Sunday, 22 October 2006

Manchu Letter LHA

I have been trying to learn, in an on-and-off fashion, literary Mongolian for several years now, and I had to learn Manchu (a much more pleasing language than Mongolian to my mind) when, many years ago, I was researching the Manchu translation of the great Chinese historical novel, Sanguo Yanyi 三國演義 "Romance of the Three Kingdoms" (Ilan Guran i Bithe ᡳᠯᠠᠨ ᡤᡠᡵᡠᠨ ᡳ ᠪᡳᡨᡥᡝ in Manchu), so it was inevitable that I would eventually get round to discussing the Mongolian and Manchu scripts, which in Unicode are unified (together with the "Todo" reformation of the Mongolian script and Sibe extensions for Manchu) as a single "Mongolian" script, although their user communities view Mongolian and Manchu as distinct scripts in their own right.

I have nothing against the unification of Mongolian and Manchu at the character encoding level, but the Byzantine complexity of the Mongolian encoding model that was chosen has in my opinion severly hindered the development of fonts and software support for the Mongolian and Manchu scripts.
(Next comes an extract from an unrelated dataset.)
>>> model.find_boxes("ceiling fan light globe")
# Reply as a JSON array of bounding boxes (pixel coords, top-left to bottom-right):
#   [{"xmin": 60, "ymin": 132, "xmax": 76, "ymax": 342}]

Although Mongolian has been encoded in Unicode since version 3.0 (1999), up until now there has been no realistic support for Mongolian from any of the major vendors, mainly because the rules defining Mongolian shaping behaviour have never been fully and openly defined. With Vista, for the first time, there will be support for Mongolian, including an almost-working font ("Mongolian Baiti"), but the shaping behaviour implemented by Microsoft has been largely based upon a private and undocumented interpretation of the rules for shaping behaviour, which do not always accord with the definition of Standardized Variants in the Unicode Standard (i.e. the font is not conformant to the Unicode Standard). To be fair to Microsoft, they had very little choice if they were to provide some sort of support for Mongolian, given that nobody seemed willing to do the work necessary to define the finer details of Mongolian shaping behaviour.

No doubt I will be returning to the problems of Mongolian shaping behaviour at a future date, but in the meantime if you are interested, do buy a copy of the new Unicode 5.0 book, and take a read of the section on Mongolian (13.2), which has been completely rewritten by me, and is hopefully an improvement on the previous text -- you will notice that we are still hoping to eventually get out a Unicode Technical Report documenting exactly how Mongolian shaping behaviour should work, but it may still be a while yet. And if you do buy the book, don't forget to also have a read of the section on Phags-pa (10.3) which was written by me, and the section on Yi (12.6) which has been thoroughly revised by me for the new edition.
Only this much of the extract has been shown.